Anyway, the details promised the day before have been outlined:
One proposal would limit how much patients could have to spend out of pocket for drugs to $250 a month, or $3,000 a year. It’s an idea that builds on policy in the Affordable Care Act limiting total out-of-pocket medical spending to $6,600 a year for an individual, and $13,200 for a family. The idea could squeeze health insurers, as well, which provide drug coverage for patients and typically cover a portion of the costs.Prompt [surprise!] another round of stock selloffs today.
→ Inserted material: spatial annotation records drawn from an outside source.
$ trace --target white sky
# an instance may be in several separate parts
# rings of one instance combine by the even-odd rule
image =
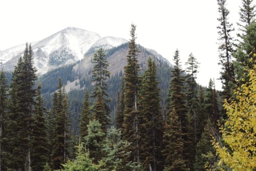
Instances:
[[[227,1],[229,20],[237,30],[241,0]],[[172,63],[179,49],[183,69],[192,52],[201,63],[198,82],[207,86],[214,78],[220,90],[218,17],[217,0],[2,0],[0,50],[41,40],[68,27],[129,40],[133,23],[138,44]]]

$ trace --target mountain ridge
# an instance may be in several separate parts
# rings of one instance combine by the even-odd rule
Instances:
[[[41,40],[31,42],[37,74],[42,75],[57,67],[81,60],[92,48],[105,50],[127,40],[114,37],[101,37],[98,33],[75,27],[68,27]],[[0,68],[11,71],[22,56],[25,44],[0,52]]]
Another item would make drugmakers spend a minimum amount on research and development, just as Obamacare forces insurers to spend a minimum percentage of their revenue on medical care. Clinton would also bar pharmaceutical companies from deducting drug ad spending as a business expense, for tax purposes, which she said in a statement announcing the policies would save the government “billions of dollars over the next decade.”
While the stock selloff makes no sense to me given the many logical leaps of faith you have to make for such legislation to become reality, something is clear to me nonetheless: With market-moving power like this, Hillary Clinton is the front-runner to be the next US president if you witness the fright she can inspire in a massive global industry.
9/25 UPDATE: Today, Friday, Missus Clinton's statement is still hammering biotech. Talk about a candidate's market power.